This street arose along the route which once connected Vyšehrad with the Old Town market and with Prague Castle. The route went through a scarcely populated area known as Mezihrady (Between the Castles), and mostly through a terrain safely distant from the reach of the frequent floods of the Vltava River.
In contrast to the usual straight lines of the street design in the New Town, this street retained the meandering course and width of the original route. The first name of the street was Kovářská (the street of smiths) and later Flašnéřská (the street of tinsmiths), after the predominant profession of its residents.
The current name Spálená (the burnt street), was given after the great fire of 1506 which turned to ashes more than twenty buildings, in spite of the fact that, as a witness had it, even the Jews extinguished the fire, praised by the burghers, and the executioner exercised one of his arts i.e., he exorcised the fire(a quotation from a mediaeval chronicle).
The image of the street was greatly influenced by Baroque, which left its imprint on both new structures and on the remodelled facades of most buildings in the street.
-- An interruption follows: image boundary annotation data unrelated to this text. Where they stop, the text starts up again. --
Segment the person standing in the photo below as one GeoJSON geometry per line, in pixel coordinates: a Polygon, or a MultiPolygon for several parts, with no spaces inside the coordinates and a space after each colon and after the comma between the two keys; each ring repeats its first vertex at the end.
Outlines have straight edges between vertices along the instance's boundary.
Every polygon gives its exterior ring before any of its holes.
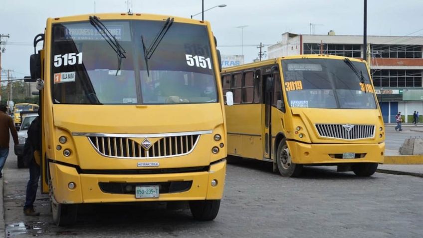
{"type": "Polygon", "coordinates": [[[401,124],[403,122],[403,118],[401,118],[401,112],[399,112],[395,116],[395,120],[397,121],[397,126],[395,127],[395,131],[400,129],[400,131],[403,130],[401,128],[401,124]]]}
{"type": "Polygon", "coordinates": [[[7,110],[5,105],[0,105],[0,178],[3,177],[1,170],[9,155],[10,133],[12,134],[13,143],[15,145],[19,144],[14,124],[12,118],[6,114],[7,110]]]}
{"type": "Polygon", "coordinates": [[[417,123],[417,121],[416,119],[416,111],[414,111],[414,113],[413,114],[413,124],[416,125],[416,123],[417,123]]]}
{"type": "Polygon", "coordinates": [[[29,180],[26,185],[26,196],[23,206],[23,214],[25,216],[39,216],[39,213],[35,212],[33,204],[37,195],[40,177],[40,115],[41,109],[39,109],[38,116],[32,121],[28,129],[28,138],[24,147],[24,158],[29,167],[29,180]]]}

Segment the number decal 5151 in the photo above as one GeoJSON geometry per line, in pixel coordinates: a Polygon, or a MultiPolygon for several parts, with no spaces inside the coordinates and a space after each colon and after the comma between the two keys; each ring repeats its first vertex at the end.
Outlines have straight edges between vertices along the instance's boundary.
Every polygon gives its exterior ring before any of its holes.
{"type": "Polygon", "coordinates": [[[76,63],[80,64],[82,63],[82,52],[56,54],[54,55],[54,67],[73,65],[76,63]]]}
{"type": "Polygon", "coordinates": [[[200,67],[203,68],[209,68],[212,69],[212,61],[210,60],[210,58],[192,54],[186,54],[185,58],[188,66],[200,67]]]}

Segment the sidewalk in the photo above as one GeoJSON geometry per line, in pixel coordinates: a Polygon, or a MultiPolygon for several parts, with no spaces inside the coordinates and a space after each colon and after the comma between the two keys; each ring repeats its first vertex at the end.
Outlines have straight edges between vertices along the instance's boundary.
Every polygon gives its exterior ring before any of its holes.
{"type": "Polygon", "coordinates": [[[423,165],[379,165],[377,172],[423,178],[423,165]]]}
{"type": "Polygon", "coordinates": [[[0,238],[4,237],[4,211],[3,204],[3,179],[0,179],[0,238]]]}

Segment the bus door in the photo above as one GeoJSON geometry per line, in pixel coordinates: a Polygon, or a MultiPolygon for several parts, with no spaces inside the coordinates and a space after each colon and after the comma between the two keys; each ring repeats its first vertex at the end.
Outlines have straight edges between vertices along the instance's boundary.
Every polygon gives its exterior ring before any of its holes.
{"type": "Polygon", "coordinates": [[[263,75],[263,103],[264,104],[264,116],[262,117],[262,120],[264,120],[261,123],[262,138],[263,139],[263,155],[264,159],[271,159],[271,155],[272,141],[271,133],[271,106],[272,98],[273,98],[273,77],[272,74],[263,75]]]}

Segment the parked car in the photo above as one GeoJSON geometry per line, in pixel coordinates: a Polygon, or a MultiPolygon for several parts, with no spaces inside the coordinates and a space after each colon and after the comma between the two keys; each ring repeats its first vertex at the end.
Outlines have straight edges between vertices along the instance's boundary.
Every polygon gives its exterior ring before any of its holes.
{"type": "Polygon", "coordinates": [[[19,131],[17,132],[17,138],[19,144],[15,145],[14,153],[17,156],[17,168],[26,167],[23,161],[23,146],[28,137],[27,134],[31,123],[38,116],[37,113],[26,114],[23,117],[22,124],[19,131]]]}

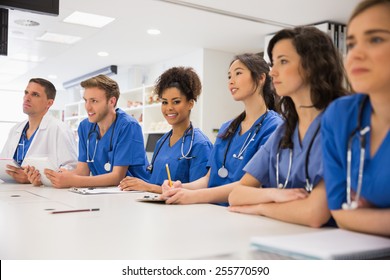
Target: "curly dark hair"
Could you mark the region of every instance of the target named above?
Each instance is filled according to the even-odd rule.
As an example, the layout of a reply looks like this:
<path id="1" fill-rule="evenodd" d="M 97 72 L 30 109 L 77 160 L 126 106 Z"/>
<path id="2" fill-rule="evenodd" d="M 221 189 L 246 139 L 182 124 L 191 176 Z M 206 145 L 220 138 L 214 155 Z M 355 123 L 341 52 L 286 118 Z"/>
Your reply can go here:
<path id="1" fill-rule="evenodd" d="M 263 85 L 263 90 L 260 91 L 260 94 L 262 95 L 265 105 L 270 110 L 275 110 L 275 91 L 272 86 L 272 79 L 269 75 L 269 65 L 264 60 L 263 56 L 258 53 L 244 53 L 240 55 L 236 55 L 233 60 L 230 63 L 230 66 L 233 64 L 233 62 L 239 60 L 241 63 L 243 63 L 251 72 L 252 81 L 254 83 L 254 91 L 258 89 L 260 86 L 260 79 L 262 75 L 265 75 L 265 82 Z M 231 137 L 237 130 L 240 123 L 245 119 L 246 112 L 242 112 L 240 115 L 238 115 L 229 125 L 228 129 L 218 137 L 222 139 L 227 139 Z"/>
<path id="2" fill-rule="evenodd" d="M 197 101 L 202 91 L 202 83 L 198 74 L 191 67 L 172 67 L 166 70 L 156 81 L 154 88 L 158 97 L 162 97 L 164 90 L 177 88 L 187 100 Z"/>
<path id="3" fill-rule="evenodd" d="M 48 80 L 42 79 L 42 78 L 32 78 L 30 79 L 29 83 L 36 83 L 41 85 L 45 89 L 45 93 L 47 96 L 47 99 L 55 99 L 56 98 L 56 88 L 55 86 Z"/>
<path id="4" fill-rule="evenodd" d="M 272 60 L 275 45 L 284 39 L 291 39 L 305 72 L 304 79 L 310 85 L 313 107 L 325 109 L 334 99 L 346 94 L 345 70 L 339 51 L 331 38 L 311 26 L 283 29 L 272 37 L 268 45 L 268 56 Z M 278 111 L 286 122 L 286 130 L 281 140 L 281 148 L 292 148 L 292 135 L 298 122 L 298 113 L 290 97 L 282 97 Z"/>

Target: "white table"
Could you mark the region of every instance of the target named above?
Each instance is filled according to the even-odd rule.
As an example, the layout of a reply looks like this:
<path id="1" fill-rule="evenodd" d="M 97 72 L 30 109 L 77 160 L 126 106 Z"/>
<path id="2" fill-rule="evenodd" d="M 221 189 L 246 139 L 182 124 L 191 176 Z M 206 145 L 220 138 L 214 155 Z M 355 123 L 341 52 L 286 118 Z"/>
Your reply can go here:
<path id="1" fill-rule="evenodd" d="M 144 194 L 0 184 L 0 259 L 223 259 L 245 255 L 252 236 L 324 230 L 210 204 L 136 201 Z M 100 211 L 47 210 L 82 208 Z"/>

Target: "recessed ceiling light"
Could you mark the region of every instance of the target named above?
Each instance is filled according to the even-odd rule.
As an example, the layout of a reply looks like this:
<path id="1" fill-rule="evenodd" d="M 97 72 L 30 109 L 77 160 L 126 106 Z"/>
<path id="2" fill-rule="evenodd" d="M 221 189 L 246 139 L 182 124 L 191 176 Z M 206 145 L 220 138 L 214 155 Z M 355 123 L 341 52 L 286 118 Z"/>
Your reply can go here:
<path id="1" fill-rule="evenodd" d="M 108 52 L 98 52 L 98 56 L 108 56 Z"/>
<path id="2" fill-rule="evenodd" d="M 22 26 L 38 26 L 39 22 L 30 19 L 17 19 L 15 23 Z"/>
<path id="3" fill-rule="evenodd" d="M 81 38 L 76 36 L 46 32 L 41 37 L 38 37 L 37 40 L 62 44 L 74 44 L 77 41 L 81 40 Z"/>
<path id="4" fill-rule="evenodd" d="M 159 35 L 161 33 L 158 29 L 148 29 L 146 32 L 148 32 L 149 35 Z"/>
<path id="5" fill-rule="evenodd" d="M 73 12 L 70 16 L 64 19 L 64 22 L 81 24 L 91 27 L 103 27 L 110 22 L 115 20 L 115 18 L 99 16 L 94 14 L 82 13 L 82 12 Z"/>

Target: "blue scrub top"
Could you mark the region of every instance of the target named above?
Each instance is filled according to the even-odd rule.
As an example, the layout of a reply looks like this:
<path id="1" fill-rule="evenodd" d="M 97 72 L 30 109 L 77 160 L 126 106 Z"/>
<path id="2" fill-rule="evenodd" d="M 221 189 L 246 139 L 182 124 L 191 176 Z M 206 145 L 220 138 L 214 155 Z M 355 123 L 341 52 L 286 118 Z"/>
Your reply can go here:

Another historically important period was the second half, especially the end, of the 19th century when a great number of the valuable old structures began to be replaced by buildings which were architecturally unremarkable. One of the few positive exceptions to this rule was e.g. the Czech Insurance Company building by O. Polívka.
Finally, the last important change in the image of the street occurred in the 1970s with the construction of a metro station and the erection of the department store Máj in the years 1973-1975 (now Tesco), both in the eastern section of the street, following the demolition of a row of old structures.